I found out that if you push the buttons in the wrong order, the cameras enter the external setup mode. In this mode, they expect to see an external test chart instead of the usual internal one. I accentually found this out one day. What I thought would be a normal, uneventful, routine setup went horribly wrong.
The first thing the cameras did in auto setup were imaging tube adjustments. The first being tube electrical focus. Without that chart in place, the cameras would try to set themselves up at whatever they were looking at. After six failed setup steps, the focus was completely out of alignment, causing the setup to fail. This left you with all the cameras with useless video. I had four very costly "paper weights" on fancy studio pedestals.
Remember, Ike had no setup procedures. You would of have to had other camera experience to know what adjustment had to be made. The adrenalin was flowing then. You might wonder why, with today's technology, the cameras didn't revert to the last "good" setting if auto setup failed. That is exactly it. It was 80s technology. Eight-bit microprocessors, and more importantly, a lack of RAM. RAM was much more expensive and required much more real estate than today.

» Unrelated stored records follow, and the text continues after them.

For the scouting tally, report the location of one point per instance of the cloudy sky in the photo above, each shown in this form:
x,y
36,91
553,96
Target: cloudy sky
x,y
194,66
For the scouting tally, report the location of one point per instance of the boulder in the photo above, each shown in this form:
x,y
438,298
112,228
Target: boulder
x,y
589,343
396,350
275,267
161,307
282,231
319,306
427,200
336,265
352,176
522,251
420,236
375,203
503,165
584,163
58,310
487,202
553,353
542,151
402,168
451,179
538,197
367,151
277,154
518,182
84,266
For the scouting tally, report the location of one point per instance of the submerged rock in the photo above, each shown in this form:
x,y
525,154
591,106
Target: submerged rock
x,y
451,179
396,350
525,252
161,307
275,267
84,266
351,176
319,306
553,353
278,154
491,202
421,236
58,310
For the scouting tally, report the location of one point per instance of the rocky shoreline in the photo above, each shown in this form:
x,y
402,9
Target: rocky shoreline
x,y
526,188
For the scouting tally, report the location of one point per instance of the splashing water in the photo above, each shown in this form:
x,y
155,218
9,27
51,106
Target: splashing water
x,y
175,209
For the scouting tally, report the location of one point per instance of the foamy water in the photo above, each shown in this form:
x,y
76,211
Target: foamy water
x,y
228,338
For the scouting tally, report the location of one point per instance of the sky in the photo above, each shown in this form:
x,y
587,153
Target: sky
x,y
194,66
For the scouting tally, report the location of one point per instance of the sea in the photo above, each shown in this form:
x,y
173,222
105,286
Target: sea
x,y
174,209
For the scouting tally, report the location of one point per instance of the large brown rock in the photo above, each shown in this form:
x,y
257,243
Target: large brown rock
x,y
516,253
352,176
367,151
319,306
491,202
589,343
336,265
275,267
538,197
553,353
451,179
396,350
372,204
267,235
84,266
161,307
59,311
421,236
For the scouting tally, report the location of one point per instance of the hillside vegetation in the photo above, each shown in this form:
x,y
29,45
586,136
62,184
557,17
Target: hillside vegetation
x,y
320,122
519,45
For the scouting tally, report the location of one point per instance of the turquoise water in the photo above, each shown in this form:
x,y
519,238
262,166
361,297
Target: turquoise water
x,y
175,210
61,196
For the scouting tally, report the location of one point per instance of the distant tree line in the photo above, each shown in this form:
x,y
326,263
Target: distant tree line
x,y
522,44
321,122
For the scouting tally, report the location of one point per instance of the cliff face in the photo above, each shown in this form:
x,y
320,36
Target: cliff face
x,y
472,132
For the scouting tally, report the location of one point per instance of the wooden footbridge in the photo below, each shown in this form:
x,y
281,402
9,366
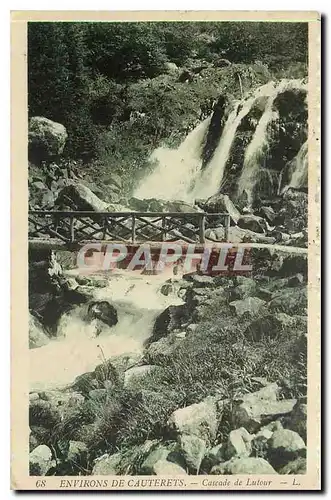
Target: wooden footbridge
x,y
69,229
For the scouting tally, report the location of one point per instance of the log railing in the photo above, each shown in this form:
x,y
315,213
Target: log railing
x,y
134,227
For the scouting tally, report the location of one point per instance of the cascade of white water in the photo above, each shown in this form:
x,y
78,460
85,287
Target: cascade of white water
x,y
176,168
258,147
298,169
78,350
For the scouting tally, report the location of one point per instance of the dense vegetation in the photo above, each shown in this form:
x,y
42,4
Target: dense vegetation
x,y
120,88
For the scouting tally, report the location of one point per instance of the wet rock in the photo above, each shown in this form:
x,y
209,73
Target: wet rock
x,y
199,420
40,460
136,373
107,465
273,326
250,305
103,311
221,203
172,318
297,420
160,453
193,449
46,138
244,465
238,444
165,468
298,466
261,407
253,223
289,300
284,446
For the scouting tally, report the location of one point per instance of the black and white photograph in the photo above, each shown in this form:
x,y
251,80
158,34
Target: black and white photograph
x,y
169,196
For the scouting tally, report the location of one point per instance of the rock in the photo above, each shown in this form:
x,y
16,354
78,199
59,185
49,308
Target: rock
x,y
273,326
284,446
250,305
244,465
295,280
160,453
107,465
136,373
77,452
297,420
238,444
40,460
261,407
170,319
200,281
199,419
253,223
46,138
82,198
37,335
267,213
221,203
289,300
193,449
298,466
104,311
165,468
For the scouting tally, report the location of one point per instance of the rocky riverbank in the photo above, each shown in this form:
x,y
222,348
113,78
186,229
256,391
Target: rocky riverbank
x,y
220,387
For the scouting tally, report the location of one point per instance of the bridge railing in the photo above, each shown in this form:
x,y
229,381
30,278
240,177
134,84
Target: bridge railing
x,y
134,227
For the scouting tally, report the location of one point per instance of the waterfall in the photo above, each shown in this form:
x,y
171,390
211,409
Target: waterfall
x,y
78,350
179,175
295,174
176,168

I think that what I, and others, stumbled on were a case of unintended consequences. Computer-controlled devices were in their infancy. I know a design people who aimed, as their career goal, to put microprocessors in everything back then. I remember the PCs started to show up in TV stations about the time these cameras did. They were used primarily in locations where typewriters had been placed. Offices, and in newsrooms. A couple of years later, they helped automate programming from master control. In the 90s, you often saw equipment that was really just a PC. It had plug-in cards to control devices. Some also featured basic video or audio cards for simple media processing.
In the 80s, mini-computers became popular. Some were smaller versions of mainframes, while others were workstations. Many of these devices appeared in television facilities for graphic work. These minis were also used to control video tape machines for editing. They were also employed for traffic systems.
Over the next couple of decades IT technology went from assist to total command and control devices, or more exactly systems.